Table 1. Comparison of computational burden of FFT and conventional LIA.

Operations	FFT [26]	Conventional DLIA [26]
Multiplications	>132,878	1044

shows the comparison of the computational burden of FFT and conventional DLIA for (N = 10,000) [26]. However, the DLIA has a limitation: in case of frequency deviation, the measurement accuracy reduces [22,23,24,25].

The literature demonstrates that many power measurement methods utilize feedback loops based on tracking frequency or phase for tracking and synchronization purposes. The (Phase Locked Loop) PLL methods include park transformation-based PLL and SOGI-PLL. The PLL-based method performs better around nominal grid frequency and for higher-order harmonics. However, the performance degrades for input signals with DC offset and low-order harmonics [27]. The (Frequency-Locked Loop) FLL has more advantages as compared to PLL, including the absence of a voltage control oscillator, which leads to reduced computational burden. However, it is observed that its performance deteriorates when subjected to conditions like DC offset and high total harmonic distortion (THD) [28]. A second-order, generalized, integrator-based FLL (SOGI-FLL) is introduced with an offset estimation and rejection loop [29]. However, it has the limitation that a slightly wrong offset estimation results in measurement errors. Two more FLL-based methods, multiple adaptive vectorial filter-based FLL (MAVF-FLL) and reduced-order, generalized, integrator-based FLL (ROGI-FLL), are proposed for frequency tracking. These methods are susceptible to DC offset and distorted input signals.

A method is proposed to estimate the phase and frequency, which is based on prefilter [30,31], which relies on an additional frequency estimation technique to provide frequency information to be used by the prefilter. This additional loop resulted in increased complexity and computational burden. Similarly, ref. [32] proposed a multi-circular limit cycle oscillator (multi-CLO-FLL). It also requires a prefilter to achieve harmonic attenuation. The currently available synchronization techniques face limitations and performance deterioration in an environment with noise, like DC component and high THD. The solutions proposed to remove DC components and attenuate harmonics resulted in increased complexity and computational burden. Therefore, it is essential to develop a power measurement method that addresses the shortcomings of traditional methods and provides accurate results under conditions involving frequency variations and harmonics.

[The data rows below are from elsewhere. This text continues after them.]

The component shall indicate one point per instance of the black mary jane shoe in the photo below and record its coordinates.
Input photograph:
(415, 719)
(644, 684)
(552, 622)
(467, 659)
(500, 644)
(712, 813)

This article proposes a novel frequency component extraction and three-phase power measurement method as an extension of the method proposed in conference publication [33]. It is based on DLIAs and Digital Lock-in Amplifier–Frequency-Locked Loop (DLIA–FLL) with combined filters to obtain accurate power measurement results for signals with harmonic frequency components and frequency deviations. The DLIA–FLL tracks the fundamental frequency component of the input signal, followed by the generation of reference signals using tracked frequency. The DLIA uses the generated reference signals to extract the accurate amplitude and phase information for the fundamental and harmonic frequency components from the input voltage and current signals. These extracted parameters give accurate measurement results for electrical power parameters. To validate the advantages of the proposed method compared to conventional methods, a power measurement experiment is conducted for an input signal with 25% THD and variable frequency conditions. The experimental study utilizes a printed circuit board consisting of sensors with dc offset in the output and microcontroller units (MCUs).

2. Proposed Frequency Component Extraction and Power-Monitoring Method by Using DLIA and DLIA–FLL

The proposed component extraction method uses DLIA to extract the magnitude and phase information accurately for the fundamental and harmonic components present in the input signal. However, under the condition of frequency variation, the accuracy of the DLIA decreases because of the difference between the frequency of reference signal and input signal. To cope with this limitation, the proposed DLIA–FLL tracks any change in the frequency of input signal and generates the reference signals with new frequency which are used by the DLIA for the component extraction. There are n number of DLIAs for voltage and current each, where n is the number of frequency components to be extracted. Figure 2 shows the complete architecture of the proposed method for power measurement consisting of DLIA and DLIA–FLL.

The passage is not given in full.